Move to coed schedule starts Tuesday

August 31, 2012
By MICHAEL ERB (merb@newsandsentinel.com) , Parkersburg News and Sentinel

PARKERSBURG - Students at VanDevender Middle School will attend their last gender-specific classes today, at least for the 2012-13 school year.

Vandy was the last West Virginia public school to offer the single-sex classes. The American Civil Liberties Union of West Virginia asked for single-gender classes at Vandy to be stopped immediately while the validity of the classes are discussed in court. Earlier this month, the ACLU filed a lawsuit on behalf of parent "Jane Doe" whose three daughters are students at the school and claim to have suffered emotional and physical distress as a result of the program. The ACLU asserts the classes are a violation of federal Title IX regulations, which prohibit discrimination based on sex.

Chief Judge Joseph Goodwin of the United States District Court for the Southern District of West Virginia in Charleston ruled in favor Wednesday of a preliminary injunction against single-sex classes at the school. Goodwin said the classes would be halted for the 2012-13 school year and replaced by coeducational classes by Monday.

Principal Steve Taylor said Thursday he already had been working on the coed schedule in anticipation of the judge's ruling. Taylor said he must input the new schedule into the school's computer system and then allow the program to "shuffle" the students and place them into the new classes.

"It's not as simple as just moving them to another class. They all have to be coded again. The whole thing has to be rebuilt," he said.

Taylor said he was meeting after school Thursday with teachers. The change will affect 17 of the school's 28 teachers. Taylor also plans to meet today with each grade level at the school and explain the change.

School is closed Monday for Labor Day, but Taylor said when they return Tuesday the students will be in new classes for math, English, science and social studies. The change does not affect those classes that already were coed.

Taylor also said the switch would not affect any funding at the school. Initial training for sixth- and seventh-grade teachers was paid for through a two-year grant, which ended in the spring.

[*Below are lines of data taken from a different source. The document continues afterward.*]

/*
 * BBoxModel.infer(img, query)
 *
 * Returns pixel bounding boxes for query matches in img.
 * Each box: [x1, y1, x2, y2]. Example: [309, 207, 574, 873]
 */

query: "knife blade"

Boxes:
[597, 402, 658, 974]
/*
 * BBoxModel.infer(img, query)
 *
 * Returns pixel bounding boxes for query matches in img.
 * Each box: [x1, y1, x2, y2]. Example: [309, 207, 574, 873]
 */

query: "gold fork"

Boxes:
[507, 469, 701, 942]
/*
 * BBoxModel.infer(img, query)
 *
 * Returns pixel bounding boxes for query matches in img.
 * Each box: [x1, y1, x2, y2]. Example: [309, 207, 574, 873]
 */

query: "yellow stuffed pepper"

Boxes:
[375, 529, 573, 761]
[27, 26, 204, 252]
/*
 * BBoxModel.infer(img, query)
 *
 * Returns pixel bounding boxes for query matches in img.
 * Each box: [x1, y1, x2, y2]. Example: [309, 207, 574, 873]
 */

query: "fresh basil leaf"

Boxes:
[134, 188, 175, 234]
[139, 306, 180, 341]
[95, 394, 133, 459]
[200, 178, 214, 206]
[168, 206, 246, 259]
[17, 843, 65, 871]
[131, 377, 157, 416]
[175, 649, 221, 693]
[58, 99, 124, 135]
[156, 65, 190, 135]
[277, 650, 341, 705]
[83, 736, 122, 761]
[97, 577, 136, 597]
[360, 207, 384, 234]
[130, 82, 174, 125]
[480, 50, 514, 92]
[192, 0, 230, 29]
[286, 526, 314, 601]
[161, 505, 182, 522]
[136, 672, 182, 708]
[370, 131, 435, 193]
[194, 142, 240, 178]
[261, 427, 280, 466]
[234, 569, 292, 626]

"That's why we did training for our eighth-grade teachers this year in-house," he said.

Taylor said though the injunction is disappointing, he was pleased Goodwin left the door open for the school to revisit the program. In his published opinion, Goodwin indicated the program would be legal if the school and school system corrected certain issues, and could pursue implementing the classes after the 2012-13 school year.

"It kind of leaves the door open," Taylor said. "Right now we are going to focus on the coed classes, and after we get back into the routine with those, I will sit down with the staff and see if (single-gender classes) are anything they want to pursue in the future."

Officials with the school and school system declined a request by the newspaper to take pictures Thursday in a gender-specific class. Superintendent Pat Law cited continued litigation concerning the program.

Brenda Green, executive director of the ACLU of West Virginia, said Wednesday lawyers would be reviewing the judges opinion on the temporary injunction and how it might affect the lawsuit, but for now the lawsuit was unchanged and would continue forward.